Symposium Spotlight: Dan Abrahams
Note: this is the fifth and final article in our series highlighting the clinicians who are scheduled to present at this June’s NorCal Premier Soccer Summer Coaching Symposium. To sign up for the event, which is free to all NorCal members, click here.
As a youth soccer coach, one can get caught up in the innumerable aspects of creating a high level team environment.
There’s training plans, tactical sessions, lessons on principles, game scheduling, managing parents, picking tournaments, and so much more.
But one of the aspects of coaching that perhaps doesn’t get the attention it deserves is the psychological aspect of the player and team and how to optimize the development of the mind in order to ensure that each player is able to perform at the highest level.
That’s why NorCal Premier Soccer is pleased to welcome Dan Abrahams to this year’s Summer Coaching Symposium in Oakland.
The former professional golfer and professional coach now heads several different initiatives focused on high level psychological performance in his native England.

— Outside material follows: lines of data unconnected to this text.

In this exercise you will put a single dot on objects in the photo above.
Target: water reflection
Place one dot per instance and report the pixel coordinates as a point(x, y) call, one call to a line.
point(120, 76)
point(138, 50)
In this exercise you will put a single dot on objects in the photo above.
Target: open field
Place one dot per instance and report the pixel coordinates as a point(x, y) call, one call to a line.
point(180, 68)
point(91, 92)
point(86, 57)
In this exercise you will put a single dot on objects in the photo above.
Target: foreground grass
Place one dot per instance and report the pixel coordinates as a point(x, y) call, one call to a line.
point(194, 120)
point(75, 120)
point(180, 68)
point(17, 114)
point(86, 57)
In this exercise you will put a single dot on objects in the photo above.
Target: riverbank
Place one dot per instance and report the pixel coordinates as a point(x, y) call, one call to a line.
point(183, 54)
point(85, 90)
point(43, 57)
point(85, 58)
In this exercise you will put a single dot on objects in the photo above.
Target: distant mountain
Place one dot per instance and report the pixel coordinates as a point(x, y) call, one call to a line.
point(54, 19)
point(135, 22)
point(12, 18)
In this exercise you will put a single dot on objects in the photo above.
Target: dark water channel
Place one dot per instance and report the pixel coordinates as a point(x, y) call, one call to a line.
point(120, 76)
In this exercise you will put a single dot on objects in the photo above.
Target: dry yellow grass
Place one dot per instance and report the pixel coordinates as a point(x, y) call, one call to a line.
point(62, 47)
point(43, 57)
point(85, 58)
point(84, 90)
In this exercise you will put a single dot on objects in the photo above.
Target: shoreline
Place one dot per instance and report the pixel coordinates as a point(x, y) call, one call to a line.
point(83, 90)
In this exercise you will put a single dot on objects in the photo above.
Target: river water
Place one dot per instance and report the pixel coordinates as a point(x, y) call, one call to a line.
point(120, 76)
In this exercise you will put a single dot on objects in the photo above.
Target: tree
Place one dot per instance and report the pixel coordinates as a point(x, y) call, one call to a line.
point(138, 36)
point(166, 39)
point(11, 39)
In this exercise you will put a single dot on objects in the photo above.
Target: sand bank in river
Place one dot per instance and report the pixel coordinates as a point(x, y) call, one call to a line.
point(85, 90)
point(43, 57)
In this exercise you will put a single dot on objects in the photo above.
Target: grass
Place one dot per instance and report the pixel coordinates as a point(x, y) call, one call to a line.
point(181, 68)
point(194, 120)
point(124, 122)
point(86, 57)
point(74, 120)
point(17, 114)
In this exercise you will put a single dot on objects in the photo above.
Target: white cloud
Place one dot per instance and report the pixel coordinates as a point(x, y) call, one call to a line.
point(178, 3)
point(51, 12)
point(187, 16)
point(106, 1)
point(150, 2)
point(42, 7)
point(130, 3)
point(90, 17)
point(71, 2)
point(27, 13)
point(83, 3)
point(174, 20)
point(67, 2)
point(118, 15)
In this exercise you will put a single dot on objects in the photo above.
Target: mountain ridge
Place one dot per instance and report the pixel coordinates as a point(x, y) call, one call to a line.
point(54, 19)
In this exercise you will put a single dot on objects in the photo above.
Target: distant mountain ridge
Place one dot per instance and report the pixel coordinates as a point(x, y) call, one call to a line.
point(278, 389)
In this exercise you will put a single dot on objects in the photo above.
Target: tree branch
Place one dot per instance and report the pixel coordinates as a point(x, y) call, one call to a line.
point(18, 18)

Abrahams, who has a First Class Honors degree in Psychology and a Masters degree in Sports Psychology, is the lead psychologist for England Golf and Rugby, has worked for half a dozen English Premier League teams, has written four books, one of which Gareth Bale claims to have changed his life, and hosts a podcast called the Sports Psych Show.
And in Oakland, he’ll deliver two presentations on the matter, helping NorCal’s membership better understand how they can tap into the mental side of performance in order to help their youth players the most.
The first session will involve establishing competitive frameworks to help players and teams improve from a competitive standpoint.
“The overarching term I use is ‘high performance mindset,’” Abrahams said. “How do you help your team establish a team high performance mindset and offer a few tools and techniques for players to find their own individual mindset?”
To demonstrate this, Abrahams will draw on his work from a previous stint on Arne Slot’s staff at the legendary Dutch club Feyenoord as well as his last five years working longside EPL teams.
For the second session, Abrahams will cover how to incorporate sports psychology tools and techniques into coaching sessions.
“I’m a big believer that so much of psychology and so much of the psycho-social work can be done on the grass during sessions,” he said. “Whether that’s through design, coach behavior and style, or bringing mental skills onto the grass with you, (there’s so much that can be done).”
Ultimately, Abrahams hopes to give as much insight as possible into improving strategies for players to be able to train and play with a more positive psychological outlook.
“The brain works in milliseconds; football works in seconds,” Abrahams said. “The brain trumps football for speed every time, the brain is much quicker. The way we’re designed as human beings is to feel thoughts, emotions, and feelings in milliseconds. When you watch your EPL, MLS, NWSL games the brains of those players are working in milliseconds, feeling thoughts, emotions, and feelings, many of which are counterproductive.”
“It’s not that it’s super simple to concentrate on the right and optimal things,” he added. “The way that the brain is designed still makes it challenging from a psycho-social standpoint in soccer.”